README.md
In jcpsantiago/sagemaker-multimodel-R: Sagemaker Multi Model API

Sagemaker Multi-Model Server for R

Sagemaker is AWS's machine learning product. It is mostly targeted at Python users, but it's possible to deploy and train models using any language via docker containers.

This package is an implementation of the API contract for handling multiple models in the same Sagemaker Endpoint. It uses Plumber and a dummy XGBoost model.

Everything is a WORK IN PROGRESS and subject to change!

Use this implementation of the Multi-Model server if you want to use Sagemaker and:

your pipeline (training/feature eng) is in R and you want to keep it that way
serve multiple models in one instance to save costs
want to use a different version or a model not available from AWS

To use the server locally build the docker container and launch it:

docker build -t sagemaker-multimodel-server . && \
docker run -p 8080:8080 sagemaker-multimodel-server serve

tell the container to load a model (modify the path first!):

curl --location --request POST 'http://localhost:8080/models' \
--header 'Content-Type: application/json' \
--data-raw '{
    "model_name": "no_cyl",
    "url": "<local path to the repo>/example_models/no_cyl/model"
}'

you should receive a 200, which means the container is ready for scoring:

curl --location --request POST 'http://localhost:8080/models/no_cyl/invoke' \
--header 'Content-Type: application/json' \
--data-raw '{
    "data_for_inference": [
        {
            "mpg": 21,
            "disp": 160,
            "hp": 110,
            "drat": 3.90,
            "wt": 2.620,
            "qsec": 16.46,
            "vs": 0,
            "gear": 4,
            "carb": 4
        }
    ]
}'

I'll assume you have an AWS account and know how Sagemaker works in general. If you don't, please take a look at their docs.

Example of a full implementation Image of AWS Sagemaker infrastructure

You'll need an Elastic Container Registry (ECR) repository to keep the docker image used in Sagemaker. After creating the repository build the image locally, then tag and push it to the ECR repository

> docker tag sagemaker-multimodel-server <aws_account_id>.dkr.ecr.<aws_region>.amazonaws.com/<your_repo>
> docker push <aws_account_id>.dkr.ecr.<aws_region>.amazonaws.com/<your_repo>

You'll also need an S3 bucket where you have to upload a .tar.gz archive containing the model.xgb file inside the example_models folder.

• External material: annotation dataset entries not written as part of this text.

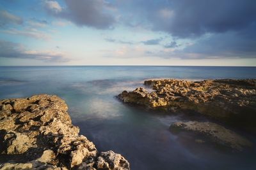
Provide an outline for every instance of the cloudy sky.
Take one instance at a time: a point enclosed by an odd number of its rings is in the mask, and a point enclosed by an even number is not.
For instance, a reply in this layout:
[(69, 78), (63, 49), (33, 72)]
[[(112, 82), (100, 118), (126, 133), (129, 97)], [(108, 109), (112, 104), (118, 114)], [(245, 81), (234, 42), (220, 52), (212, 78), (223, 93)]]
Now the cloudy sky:
[(0, 65), (256, 66), (255, 0), (1, 0)]

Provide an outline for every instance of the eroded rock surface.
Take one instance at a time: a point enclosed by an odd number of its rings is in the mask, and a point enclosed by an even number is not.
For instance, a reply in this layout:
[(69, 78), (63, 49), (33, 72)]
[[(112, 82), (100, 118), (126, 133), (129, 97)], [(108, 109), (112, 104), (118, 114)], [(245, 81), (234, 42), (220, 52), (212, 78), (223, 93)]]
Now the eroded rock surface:
[(143, 87), (124, 91), (118, 97), (124, 103), (175, 111), (193, 110), (218, 120), (256, 132), (256, 80), (223, 79), (191, 81), (151, 80)]
[[(0, 101), (0, 169), (102, 168), (97, 161), (105, 152), (98, 153), (92, 142), (79, 134), (67, 110), (65, 101), (56, 96)], [(104, 169), (129, 169), (124, 157), (113, 154), (122, 159), (108, 159), (111, 166)]]
[[(252, 145), (252, 143), (245, 138), (214, 123), (195, 121), (179, 122), (172, 124), (170, 129), (175, 132), (186, 131), (202, 134), (205, 138), (210, 138), (210, 140), (234, 150), (242, 151), (244, 148), (249, 148)], [(202, 141), (200, 140), (200, 142)]]

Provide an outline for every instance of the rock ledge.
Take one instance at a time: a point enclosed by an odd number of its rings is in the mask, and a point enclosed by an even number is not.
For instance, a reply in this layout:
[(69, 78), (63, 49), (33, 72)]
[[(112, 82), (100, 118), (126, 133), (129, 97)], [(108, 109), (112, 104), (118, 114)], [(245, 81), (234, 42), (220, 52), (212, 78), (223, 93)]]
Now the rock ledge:
[(1, 169), (130, 169), (112, 151), (99, 153), (72, 124), (56, 96), (0, 101)]

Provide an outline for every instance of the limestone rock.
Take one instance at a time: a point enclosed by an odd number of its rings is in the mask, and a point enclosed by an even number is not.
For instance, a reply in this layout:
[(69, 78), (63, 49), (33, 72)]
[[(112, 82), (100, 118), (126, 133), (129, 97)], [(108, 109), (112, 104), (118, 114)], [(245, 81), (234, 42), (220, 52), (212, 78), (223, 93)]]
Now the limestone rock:
[[(56, 96), (0, 101), (0, 157), (8, 154), (10, 158), (0, 164), (0, 169), (97, 168), (97, 150), (79, 134), (67, 110), (65, 101)], [(116, 164), (115, 159), (109, 161)]]
[(144, 84), (155, 90), (148, 92), (140, 87), (118, 97), (124, 103), (153, 110), (192, 110), (256, 133), (255, 79), (150, 80)]
[(97, 166), (99, 169), (126, 170), (130, 169), (130, 165), (121, 155), (113, 151), (101, 152), (98, 157)]

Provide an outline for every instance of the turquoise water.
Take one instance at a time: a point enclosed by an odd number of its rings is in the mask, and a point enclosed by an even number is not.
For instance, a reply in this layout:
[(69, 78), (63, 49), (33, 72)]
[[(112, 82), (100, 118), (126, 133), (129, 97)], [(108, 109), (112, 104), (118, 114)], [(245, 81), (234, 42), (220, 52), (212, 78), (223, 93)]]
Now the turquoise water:
[(190, 117), (147, 111), (115, 97), (148, 78), (256, 78), (255, 73), (256, 67), (0, 67), (0, 99), (59, 96), (81, 134), (99, 151), (123, 155), (131, 169), (256, 169), (255, 147), (239, 153), (196, 143), (187, 134), (168, 131), (172, 122)]

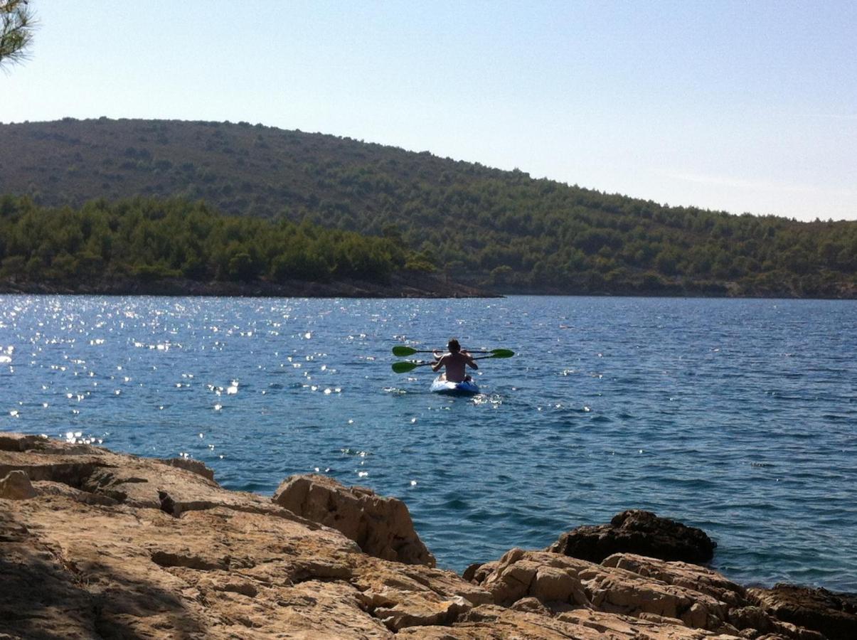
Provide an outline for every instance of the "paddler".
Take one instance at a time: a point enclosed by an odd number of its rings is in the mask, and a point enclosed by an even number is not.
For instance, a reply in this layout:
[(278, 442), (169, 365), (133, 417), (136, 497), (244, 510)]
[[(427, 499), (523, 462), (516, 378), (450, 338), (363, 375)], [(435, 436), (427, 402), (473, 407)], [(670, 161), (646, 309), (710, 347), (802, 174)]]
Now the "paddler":
[(434, 358), (437, 362), (431, 363), (432, 370), (435, 373), (441, 367), (446, 368), (446, 380), (450, 382), (464, 382), (470, 380), (470, 376), (464, 373), (464, 365), (470, 368), (477, 369), (477, 365), (473, 356), (466, 350), (462, 350), (458, 341), (454, 338), (446, 344), (449, 353), (442, 354), (440, 351), (434, 351)]

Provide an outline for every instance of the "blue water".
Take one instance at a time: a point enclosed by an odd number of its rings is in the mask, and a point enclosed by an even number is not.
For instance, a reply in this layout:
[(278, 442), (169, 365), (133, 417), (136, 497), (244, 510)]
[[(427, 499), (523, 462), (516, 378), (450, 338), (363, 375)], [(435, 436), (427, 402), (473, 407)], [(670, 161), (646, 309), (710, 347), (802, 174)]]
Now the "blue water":
[[(508, 348), (483, 394), (393, 345)], [(745, 583), (857, 590), (857, 302), (0, 296), (0, 430), (405, 499), (441, 566), (646, 508)]]

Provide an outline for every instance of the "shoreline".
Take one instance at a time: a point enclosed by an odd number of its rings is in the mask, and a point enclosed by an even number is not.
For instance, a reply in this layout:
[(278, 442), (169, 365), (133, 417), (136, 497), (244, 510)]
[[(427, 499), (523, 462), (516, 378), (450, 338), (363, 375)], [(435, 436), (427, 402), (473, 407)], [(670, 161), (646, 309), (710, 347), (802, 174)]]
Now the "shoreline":
[(8, 432), (0, 505), (0, 619), (13, 638), (857, 632), (857, 595), (740, 586), (697, 564), (714, 549), (704, 532), (645, 511), (458, 576), (434, 567), (403, 502), (370, 489), (298, 476), (265, 498), (224, 489), (193, 459)]
[(303, 297), (303, 298), (503, 298), (539, 297), (615, 297), (669, 298), (676, 300), (857, 300), (857, 290), (838, 296), (797, 296), (782, 292), (705, 293), (700, 291), (618, 290), (618, 291), (531, 291), (520, 289), (502, 292), (488, 290), (433, 274), (393, 276), (389, 283), (365, 280), (308, 282), (291, 280), (275, 284), (264, 281), (201, 282), (183, 278), (143, 281), (121, 278), (76, 285), (60, 283), (33, 283), (0, 280), (0, 295), (45, 296), (163, 296), (171, 297)]
[(165, 296), (203, 297), (312, 297), (312, 298), (470, 298), (501, 295), (446, 281), (428, 273), (394, 274), (387, 284), (344, 279), (330, 282), (290, 280), (201, 282), (183, 278), (143, 281), (117, 278), (69, 285), (0, 280), (0, 295)]

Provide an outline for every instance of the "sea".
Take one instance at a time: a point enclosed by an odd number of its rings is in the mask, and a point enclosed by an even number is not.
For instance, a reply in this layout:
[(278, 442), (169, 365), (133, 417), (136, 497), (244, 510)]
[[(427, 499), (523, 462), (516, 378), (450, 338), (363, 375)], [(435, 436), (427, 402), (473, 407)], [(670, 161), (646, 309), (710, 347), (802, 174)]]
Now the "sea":
[[(391, 369), (452, 337), (515, 355), (474, 398)], [(4, 295), (0, 430), (369, 487), (458, 571), (638, 508), (741, 583), (857, 591), (855, 301)]]

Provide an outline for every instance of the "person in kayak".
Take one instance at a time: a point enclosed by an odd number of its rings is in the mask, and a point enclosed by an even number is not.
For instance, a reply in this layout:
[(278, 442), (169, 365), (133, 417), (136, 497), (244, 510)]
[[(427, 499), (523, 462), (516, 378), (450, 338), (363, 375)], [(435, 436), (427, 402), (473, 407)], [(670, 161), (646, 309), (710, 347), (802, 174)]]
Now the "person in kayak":
[(437, 362), (432, 362), (432, 371), (436, 373), (441, 367), (446, 367), (446, 380), (450, 382), (470, 380), (470, 376), (464, 373), (464, 365), (474, 369), (479, 368), (479, 365), (473, 360), (473, 356), (466, 350), (462, 350), (461, 345), (454, 338), (449, 341), (446, 348), (449, 350), (449, 353), (441, 354), (440, 351), (434, 352)]

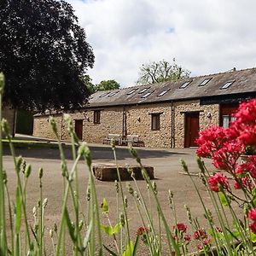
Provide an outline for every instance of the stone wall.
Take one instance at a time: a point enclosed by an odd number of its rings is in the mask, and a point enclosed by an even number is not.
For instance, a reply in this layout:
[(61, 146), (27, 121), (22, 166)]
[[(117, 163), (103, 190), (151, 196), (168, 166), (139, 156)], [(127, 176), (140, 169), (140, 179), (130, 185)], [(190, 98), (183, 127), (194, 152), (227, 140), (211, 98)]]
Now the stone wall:
[(3, 118), (6, 119), (9, 122), (10, 133), (11, 135), (15, 135), (15, 131), (14, 131), (15, 126), (15, 109), (11, 108), (10, 107), (3, 107)]
[(184, 147), (184, 113), (200, 111), (199, 127), (200, 131), (204, 130), (211, 125), (218, 125), (219, 106), (200, 105), (199, 101), (180, 102), (174, 103), (175, 111), (175, 148)]
[(101, 110), (100, 124), (94, 124), (94, 110), (84, 113), (83, 139), (87, 143), (102, 143), (109, 133), (122, 135), (123, 108), (108, 108)]
[[(60, 137), (61, 137), (63, 123), (62, 115), (55, 114), (53, 116), (56, 122), (58, 135)], [(56, 139), (56, 137), (50, 127), (49, 117), (49, 115), (34, 116), (33, 136), (44, 138)]]
[[(151, 130), (152, 113), (160, 114), (160, 130)], [(138, 135), (145, 147), (171, 148), (171, 104), (126, 108), (127, 134)]]
[[(210, 125), (218, 125), (219, 107), (216, 105), (200, 105), (199, 101), (174, 102), (174, 142), (175, 148), (184, 146), (184, 113), (200, 112), (200, 130)], [(126, 134), (138, 135), (145, 147), (171, 148), (172, 143), (172, 105), (156, 103), (125, 107), (111, 107), (101, 110), (100, 124), (94, 124), (94, 110), (72, 113), (73, 119), (83, 119), (83, 141), (102, 143), (110, 133), (123, 133), (124, 110), (126, 114)], [(160, 113), (160, 131), (151, 130), (152, 113)], [(210, 114), (209, 114), (210, 113)], [(55, 115), (59, 136), (62, 140), (69, 140), (67, 125), (62, 115)], [(48, 121), (49, 116), (34, 118), (33, 135), (36, 137), (55, 138)]]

With these elements in place, you can now create a Sagemaker Model pointing to the ECR image and the S3 bucket, a Sagemaker Endpoint Configuration and finally a Sagemaker Endpoint.

To finally use the Endpoint you still need to create a Lambda to call the endpoint (no way to avoid Python here AFAIK):

import os
import boto3
import json

runtime = boto3.client('runtime.sagemaker')

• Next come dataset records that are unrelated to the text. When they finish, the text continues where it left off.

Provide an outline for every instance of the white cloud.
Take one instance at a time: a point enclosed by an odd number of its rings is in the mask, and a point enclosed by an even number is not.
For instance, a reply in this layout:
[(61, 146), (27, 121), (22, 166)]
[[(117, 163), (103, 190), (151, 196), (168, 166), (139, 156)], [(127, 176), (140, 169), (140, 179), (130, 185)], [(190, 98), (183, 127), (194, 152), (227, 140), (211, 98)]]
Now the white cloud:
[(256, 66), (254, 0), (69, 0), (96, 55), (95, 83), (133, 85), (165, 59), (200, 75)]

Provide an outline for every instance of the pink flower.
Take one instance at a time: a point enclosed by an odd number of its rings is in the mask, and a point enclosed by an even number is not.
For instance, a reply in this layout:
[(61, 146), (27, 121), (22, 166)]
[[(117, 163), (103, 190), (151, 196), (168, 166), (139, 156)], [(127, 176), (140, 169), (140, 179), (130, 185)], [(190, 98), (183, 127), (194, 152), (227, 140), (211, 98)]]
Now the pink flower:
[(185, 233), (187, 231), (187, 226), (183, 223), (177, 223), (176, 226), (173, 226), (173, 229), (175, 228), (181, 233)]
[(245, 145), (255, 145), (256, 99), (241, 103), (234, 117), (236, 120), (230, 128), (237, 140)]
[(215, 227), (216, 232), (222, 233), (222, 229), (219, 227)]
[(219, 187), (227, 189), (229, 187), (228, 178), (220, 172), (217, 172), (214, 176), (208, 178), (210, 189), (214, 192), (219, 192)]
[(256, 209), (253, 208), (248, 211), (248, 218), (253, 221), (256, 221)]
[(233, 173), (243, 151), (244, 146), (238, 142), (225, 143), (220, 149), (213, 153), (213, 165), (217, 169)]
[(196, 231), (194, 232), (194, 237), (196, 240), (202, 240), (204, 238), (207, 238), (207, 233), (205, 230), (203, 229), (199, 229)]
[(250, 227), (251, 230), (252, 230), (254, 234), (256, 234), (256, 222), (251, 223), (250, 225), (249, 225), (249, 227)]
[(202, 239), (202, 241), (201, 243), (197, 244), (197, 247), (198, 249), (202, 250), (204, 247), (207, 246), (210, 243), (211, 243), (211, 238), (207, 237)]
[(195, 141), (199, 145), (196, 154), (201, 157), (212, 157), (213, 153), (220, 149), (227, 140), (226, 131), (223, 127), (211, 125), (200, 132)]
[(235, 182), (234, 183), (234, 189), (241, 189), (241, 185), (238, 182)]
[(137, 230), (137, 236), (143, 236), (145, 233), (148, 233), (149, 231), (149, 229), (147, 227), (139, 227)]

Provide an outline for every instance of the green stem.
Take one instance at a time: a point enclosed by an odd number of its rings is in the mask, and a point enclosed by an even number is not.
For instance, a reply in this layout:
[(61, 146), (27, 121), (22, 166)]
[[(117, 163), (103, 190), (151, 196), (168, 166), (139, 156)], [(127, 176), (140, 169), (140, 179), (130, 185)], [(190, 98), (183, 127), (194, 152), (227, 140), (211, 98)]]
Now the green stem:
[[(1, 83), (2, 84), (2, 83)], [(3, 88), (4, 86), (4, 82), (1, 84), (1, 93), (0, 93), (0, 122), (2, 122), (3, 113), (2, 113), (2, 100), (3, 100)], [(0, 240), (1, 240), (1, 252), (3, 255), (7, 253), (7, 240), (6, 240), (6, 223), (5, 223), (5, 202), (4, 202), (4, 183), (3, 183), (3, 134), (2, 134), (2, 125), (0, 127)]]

def lambda_handler(event, context):

    response = runtime.invoke_endpoint(EndpointName = '<your_endpoint_name>',
                                       ContentType = 'application/json',
                                       Body = json.dumps(event),
                                       TargetModel  = 'no_cyl.tar.gz')

    result = json.loads(response['Body'].read().decode())

    return result

to test the whole setup add a test to the lambda using the same payload also used for local testing.